KATHMANDU: Mungkin merupakan negara yang paling sedikit mengalami urbanisasi di Asia Selatan, Nepal juga merupakan negara dengan tingkat urbanisasi tercepat di kawasan ini – dan jika pemerintah tidak serius mengelola urbanisasi dengan lebih baik, negara ini tidak akan bisa mendapatkan efisiensi ekonomi dari proses tersebut, demikian sebuah studi terbaru yang diperingatkan oleh Bank Dunia.

Temuan penelitian – Pertumbuhan Perkotaan dan Transisi Spasial: Penilaian Awal – yang didistribusikan oleh Bank Dunia, menyebutkan bahwa populasi perkotaan di Nepal telah tumbuh rata-rata lebih dari 5 persen sejak tahun 1970an, terutama karena orang-orang berpindah dengan cepat ke wilayah kerja. dan peluang ekonomi yang lebih baik.

Meskipun hal ini mengakibatkan sekitar 20 persen penduduk Nepal saat ini tinggal di wilayah perkotaan, namun wilayah perkotaan secara keseluruhan menghasilkan sekitar 65 persen produk domestik bruto. Mengingat daerah perkotaan merupakan pusat perekonomian di negara mana pun, laporan tersebut mengatakan bahwa Nepal dapat memanfaatkan potensi kota-kotanya untuk memanfaatkan keunggulan komparatif mereka dan mengubahnya menjadi keunggulan kompetitif, lapor Xinhua.

Namun, Elisa Muzzini, ekonom perkotaan di Bank Dunia yang memimpin penelitian tersebut, dikutip oleh harian Republica pada hari Rabu mengatakan bahwa pusat kota Nepal, khususnya Lembah Kathmandu, sudah menghadapi tantangan serius karena berbagai faktor seperti infrastruktur yang tidak memadai, perencanaan yang acak. . dan lingkungan bisnis yang buruk.

Misalnya, dia mengatakan akses rumah tangga terhadap pasokan air di daerah perkotaan Nepal telah menurun dari 68 persen pada tahun 2003 menjadi 58 persen pada tahun 2010. Karena Lembah Kathmandu mengalami pembangunan yang tidak direncanakan, kemacetan infrastruktur dikhawatirkan akan menurunkan produktivitas kota tersebut di tahun-tahun mendatang.

Meskipun kantor-kantor metropolitan dan pemerintah tidak berbuat banyak untuk mengelola perluasan kota, Valley hanya menerima investasi infrastruktur sebesar $6 per kapita – jumlah terkecil di antara semua submetro dan kotamadya di negara tersebut.

Akibatnya, lembah tersebut gagal mengubah keunggulan komparatifnya di bidang-bidang seperti wisata budaya, kerajinan tangan, dan pengolahan hasil pertanian menjadi keunggulan kompetitif, kata laporan tersebut.

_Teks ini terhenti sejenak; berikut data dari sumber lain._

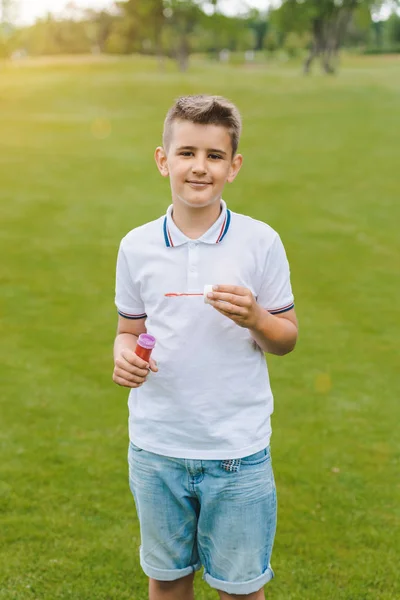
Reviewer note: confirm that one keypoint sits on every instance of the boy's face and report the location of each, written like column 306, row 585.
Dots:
column 198, row 162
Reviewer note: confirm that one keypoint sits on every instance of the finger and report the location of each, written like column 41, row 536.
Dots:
column 228, row 308
column 133, row 377
column 238, row 290
column 153, row 366
column 133, row 359
column 231, row 298
column 124, row 365
column 124, row 382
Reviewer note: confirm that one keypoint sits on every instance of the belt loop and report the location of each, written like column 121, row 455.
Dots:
column 232, row 465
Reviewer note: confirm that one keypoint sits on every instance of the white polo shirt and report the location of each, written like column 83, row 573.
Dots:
column 211, row 398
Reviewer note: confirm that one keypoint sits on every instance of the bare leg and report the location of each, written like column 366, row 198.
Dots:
column 254, row 596
column 180, row 589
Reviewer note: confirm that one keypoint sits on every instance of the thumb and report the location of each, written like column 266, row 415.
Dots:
column 153, row 365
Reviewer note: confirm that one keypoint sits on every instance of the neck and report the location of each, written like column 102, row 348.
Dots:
column 193, row 222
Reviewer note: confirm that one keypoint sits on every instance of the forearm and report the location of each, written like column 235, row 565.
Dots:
column 273, row 334
column 124, row 340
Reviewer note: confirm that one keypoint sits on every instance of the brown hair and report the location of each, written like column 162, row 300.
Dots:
column 205, row 110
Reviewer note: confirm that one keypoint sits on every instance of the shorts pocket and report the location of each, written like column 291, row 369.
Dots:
column 257, row 458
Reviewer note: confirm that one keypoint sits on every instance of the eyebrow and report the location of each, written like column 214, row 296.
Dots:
column 214, row 150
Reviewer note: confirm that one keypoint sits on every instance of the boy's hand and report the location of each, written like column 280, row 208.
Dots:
column 237, row 303
column 130, row 370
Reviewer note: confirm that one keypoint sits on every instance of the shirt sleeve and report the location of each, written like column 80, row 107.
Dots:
column 275, row 291
column 127, row 295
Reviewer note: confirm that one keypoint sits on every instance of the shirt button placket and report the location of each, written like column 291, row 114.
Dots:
column 193, row 261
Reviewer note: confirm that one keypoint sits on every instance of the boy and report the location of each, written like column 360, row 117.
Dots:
column 199, row 459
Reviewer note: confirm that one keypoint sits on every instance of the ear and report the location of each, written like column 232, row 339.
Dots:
column 235, row 167
column 161, row 160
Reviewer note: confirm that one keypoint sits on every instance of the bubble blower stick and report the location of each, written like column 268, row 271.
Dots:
column 207, row 290
column 144, row 346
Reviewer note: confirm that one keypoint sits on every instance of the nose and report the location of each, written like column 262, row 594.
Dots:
column 199, row 165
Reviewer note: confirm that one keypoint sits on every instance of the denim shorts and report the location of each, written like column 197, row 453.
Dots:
column 220, row 515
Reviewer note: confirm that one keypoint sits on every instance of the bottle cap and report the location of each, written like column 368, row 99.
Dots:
column 146, row 341
column 207, row 290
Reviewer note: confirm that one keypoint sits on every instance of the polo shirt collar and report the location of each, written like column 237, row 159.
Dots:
column 173, row 236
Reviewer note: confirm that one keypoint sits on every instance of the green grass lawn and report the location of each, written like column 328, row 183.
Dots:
column 76, row 173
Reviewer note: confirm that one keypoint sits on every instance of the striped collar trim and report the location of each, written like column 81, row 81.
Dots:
column 174, row 237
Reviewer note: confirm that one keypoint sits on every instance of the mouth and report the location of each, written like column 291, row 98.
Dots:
column 199, row 185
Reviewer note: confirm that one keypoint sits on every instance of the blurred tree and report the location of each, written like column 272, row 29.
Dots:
column 99, row 26
column 327, row 20
column 182, row 17
column 393, row 30
column 258, row 23
column 8, row 15
column 147, row 20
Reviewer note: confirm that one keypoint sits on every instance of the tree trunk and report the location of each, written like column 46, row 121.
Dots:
column 183, row 54
column 328, row 36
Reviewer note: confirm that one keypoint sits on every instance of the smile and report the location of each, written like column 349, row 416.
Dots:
column 198, row 184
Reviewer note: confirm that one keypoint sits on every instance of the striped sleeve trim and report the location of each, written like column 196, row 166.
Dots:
column 276, row 311
column 130, row 316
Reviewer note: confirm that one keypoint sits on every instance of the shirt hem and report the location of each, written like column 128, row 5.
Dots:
column 203, row 454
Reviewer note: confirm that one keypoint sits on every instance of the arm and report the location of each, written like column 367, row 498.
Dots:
column 130, row 370
column 276, row 334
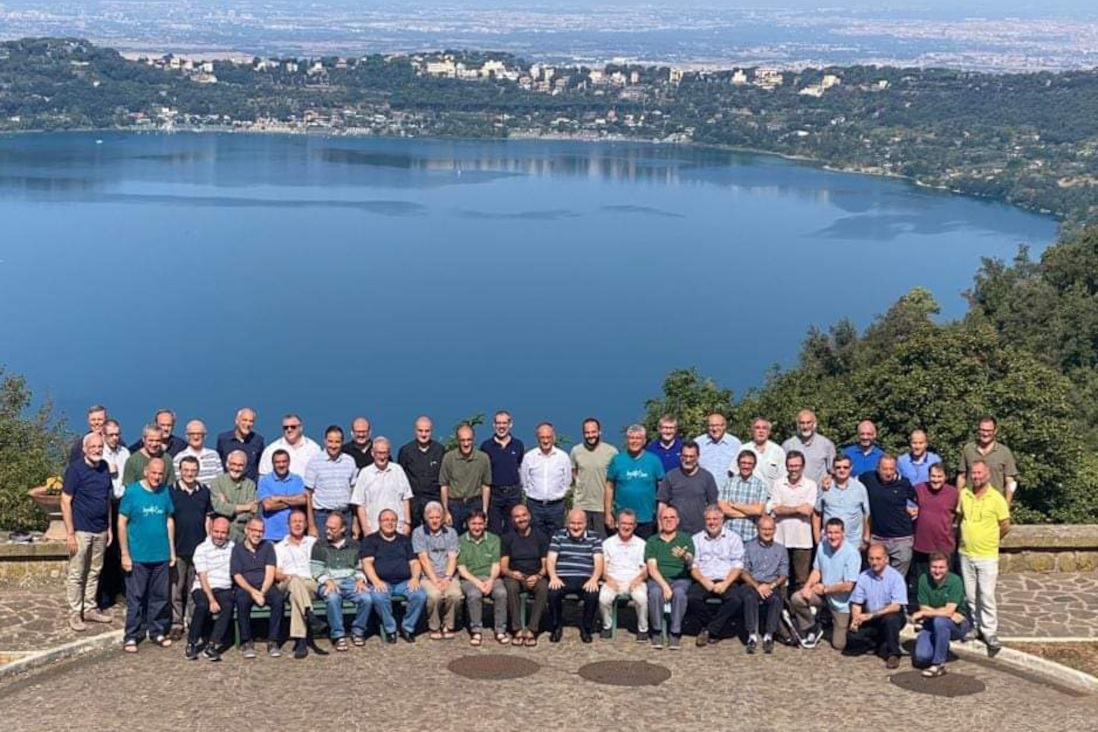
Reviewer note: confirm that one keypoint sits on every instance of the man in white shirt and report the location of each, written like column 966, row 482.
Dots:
column 293, row 440
column 294, row 575
column 546, row 474
column 625, row 573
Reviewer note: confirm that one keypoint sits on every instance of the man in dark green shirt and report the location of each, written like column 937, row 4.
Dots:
column 941, row 598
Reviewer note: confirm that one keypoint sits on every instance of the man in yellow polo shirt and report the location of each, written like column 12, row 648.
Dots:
column 985, row 519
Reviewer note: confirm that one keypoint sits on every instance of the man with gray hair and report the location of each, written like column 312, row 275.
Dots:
column 632, row 479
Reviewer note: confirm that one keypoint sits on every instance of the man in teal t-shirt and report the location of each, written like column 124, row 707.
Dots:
column 631, row 480
column 146, row 535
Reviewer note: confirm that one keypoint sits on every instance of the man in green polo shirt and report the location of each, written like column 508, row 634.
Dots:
column 465, row 479
column 668, row 558
column 941, row 600
column 479, row 569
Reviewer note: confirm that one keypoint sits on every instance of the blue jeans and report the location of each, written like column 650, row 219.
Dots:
column 932, row 643
column 345, row 590
column 147, row 600
column 383, row 606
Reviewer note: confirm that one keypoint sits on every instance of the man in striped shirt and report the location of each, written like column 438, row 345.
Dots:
column 574, row 564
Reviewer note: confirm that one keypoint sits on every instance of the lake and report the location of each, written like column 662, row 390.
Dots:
column 337, row 277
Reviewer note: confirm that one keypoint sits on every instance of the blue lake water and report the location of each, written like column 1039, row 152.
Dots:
column 338, row 277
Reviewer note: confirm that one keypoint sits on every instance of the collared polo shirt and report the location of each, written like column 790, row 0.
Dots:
column 546, row 476
column 624, row 559
column 378, row 488
column 999, row 459
column 670, row 454
column 836, row 565
column 888, row 517
column 478, row 556
column 438, row 545
column 715, row 556
column 917, row 471
column 850, row 503
column 91, row 488
column 277, row 522
column 575, row 555
column 979, row 522
column 589, row 469
column 209, row 462
column 505, row 460
column 819, row 454
column 765, row 562
column 465, row 475
column 690, row 495
column 422, row 466
column 738, row 491
column 251, row 446
column 636, row 480
column 793, row 531
column 214, row 561
column 875, row 590
column 331, row 480
column 717, row 457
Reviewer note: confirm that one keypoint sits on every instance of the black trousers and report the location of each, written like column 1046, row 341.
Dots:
column 731, row 603
column 220, row 635
column 572, row 585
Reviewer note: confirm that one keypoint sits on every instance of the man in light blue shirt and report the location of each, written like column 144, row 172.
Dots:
column 835, row 572
column 876, row 606
column 846, row 499
column 915, row 465
column 717, row 449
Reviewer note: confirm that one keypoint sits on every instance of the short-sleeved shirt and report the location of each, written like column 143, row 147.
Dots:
column 850, row 503
column 670, row 454
column 670, row 566
column 91, row 488
column 979, row 522
column 999, row 459
column 938, row 596
column 749, row 492
column 251, row 564
column 819, row 454
column 933, row 529
column 837, row 565
column 624, row 559
column 575, row 556
column 465, row 474
column 391, row 558
column 875, row 592
column 277, row 522
column 525, row 552
column 589, row 470
column 635, row 481
column 478, row 556
column 191, row 509
column 888, row 517
column 794, row 531
column 147, row 514
column 438, row 545
column 690, row 495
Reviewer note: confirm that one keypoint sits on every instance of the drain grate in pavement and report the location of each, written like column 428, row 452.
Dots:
column 625, row 673
column 494, row 667
column 950, row 685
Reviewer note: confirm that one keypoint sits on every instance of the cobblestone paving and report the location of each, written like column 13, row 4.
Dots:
column 403, row 687
column 1054, row 605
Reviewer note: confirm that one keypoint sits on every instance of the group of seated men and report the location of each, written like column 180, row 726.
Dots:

Karena urbanisasi yang tidak dikelola juga dapat menyebabkan pusat-pusat kota lain yang berkembang pesat mengalami situasi serupa, maka pemerintah mendesak pemerintah untuk segera memberikan prioritas pada perencanaan dan pembangunan kota.

“Mengatasi masalah-masalah ini selalu mudah dan hemat biaya ketika urbanisasi baru saja dimulai. Ketika pusat-pusat kota berkembang menjadi kota-kota padat yang tidak terencana dan berskala penuh, akan sangat sulit dan mahal untuk melakukan efisiensi,” kata Muzzini.

Laporan ini sangat menganjurkan agar pemerintah memprioritaskan investasi di bidang infrastruktur, menghubungkan kota-kota secara internal dan eksternal, dan menjadikan pertumbuhan inklusif untuk mendorong pertumbuhan dan keberlanjutan kawasan perkotaan.